- Theatrical release poster
- Directed by: Aristomenis Tsirbas
- Screenplay by: Evan Spiliotopoulos
- Story by: Aristomenis Tsirbas
- Produced by: Ryan Colucci; Keith Calder; Dane Allan Smith; Jessica Wu;
- Starring: Evan Rachel Wood; Brian Cox; James Garner; Chris Evans; Danny Glover; Amanda Peet; David Cross; Justin Long; Dennis Quaid; Luke Wilson;
- Cinematography: Aristomenis Tsirbas
- Edited by: J. Kathleen Gibson; Jim May;
- Music by: Abel Korzeniowski
- Production companies: IM Global; Snoot Toons;
- Distributed by: Lionsgate; Roadside Attractions;
- Release dates: September 8, 2007 (TIFF); May 1, 2009 (United States);
- Running time: 79 minutes
- Country: United States
- Language: English
- Budget: $4-8 million
- Box office: $6.2 million

= Battle for Terra =

Battle for Terra, originally screened as Terra, is a 2007 American animated action-adventure science fiction film, based on the short film Terra, about a race of beings on a peaceful alien planet who face destruction from colonization by the displaced remainder of the human race.
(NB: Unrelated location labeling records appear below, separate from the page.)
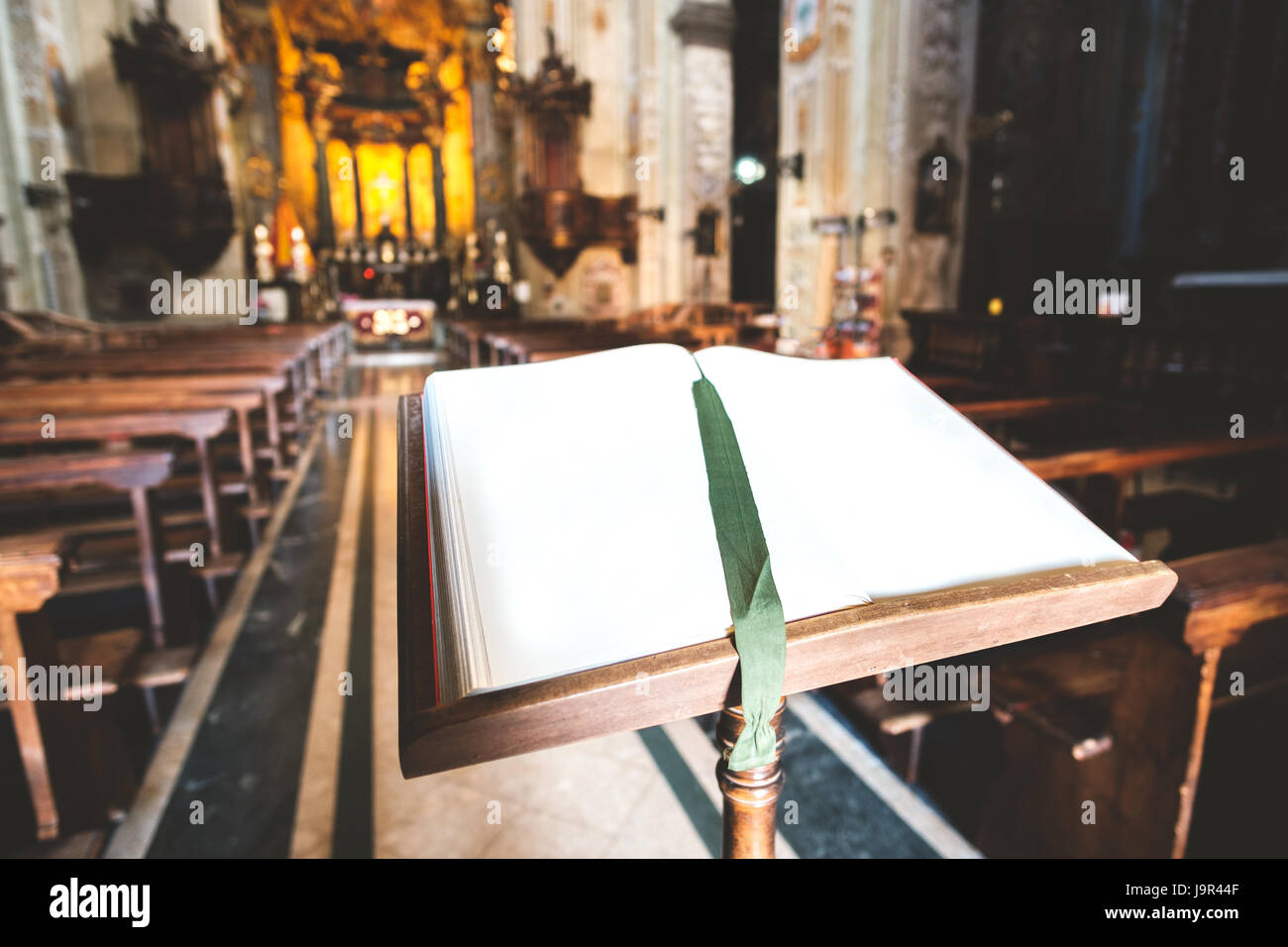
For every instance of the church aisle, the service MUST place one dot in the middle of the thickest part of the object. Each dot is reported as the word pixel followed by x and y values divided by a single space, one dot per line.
pixel 294 750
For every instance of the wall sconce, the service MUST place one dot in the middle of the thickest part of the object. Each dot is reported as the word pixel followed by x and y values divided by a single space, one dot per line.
pixel 793 165
pixel 831 224
pixel 871 217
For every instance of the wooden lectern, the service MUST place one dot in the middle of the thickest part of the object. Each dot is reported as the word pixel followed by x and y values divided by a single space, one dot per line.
pixel 702 678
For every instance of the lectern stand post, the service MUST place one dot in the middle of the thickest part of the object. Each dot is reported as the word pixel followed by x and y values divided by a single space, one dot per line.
pixel 750 795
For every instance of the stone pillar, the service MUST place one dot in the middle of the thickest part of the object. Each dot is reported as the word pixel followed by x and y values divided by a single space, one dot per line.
pixel 706 71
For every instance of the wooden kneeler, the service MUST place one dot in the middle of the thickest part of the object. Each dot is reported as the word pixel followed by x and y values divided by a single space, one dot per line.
pixel 703 678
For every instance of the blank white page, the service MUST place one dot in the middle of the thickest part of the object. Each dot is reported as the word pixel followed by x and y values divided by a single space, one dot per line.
pixel 584 492
pixel 903 493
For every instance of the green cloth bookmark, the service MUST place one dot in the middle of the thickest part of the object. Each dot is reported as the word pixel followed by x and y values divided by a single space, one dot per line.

The film was directed by Aristomenis Tsirbas who conceived it as a hard-edged live action feature with photo-real Computer-Generated Imagery (CGI) environments. The close collaboration with producing partner and investor Snoot Entertainment redirected the project to become fully animated and appeal to younger audiences. The film features the voices of Evan Rachel Wood, Luke Wilson, Brian Cox and James Garner (In his last major film role before his death) among others.

It premiered on September 8, 2007 at the Toronto International Film Festival and was widely released in the United States on May 1, 2009 by Lionsgate and Roadside Attractions.

The film was originally shot in 2D but was made in such a way that a second camera could be added to the film. After the film was shown at festivals and distributors showed an interest in it, a small team was hired to render the entire film again from the perspective of the second camera for a true 3D effect. It won the Grand Prize for Best Animated Feature at the 2008 Ottawa International Animation Festival.

==Plot==
Mala and her friend Senn are young creatures of an alien race inhabiting Terra, a peaceful planet in a star system in the Milky Way galaxy.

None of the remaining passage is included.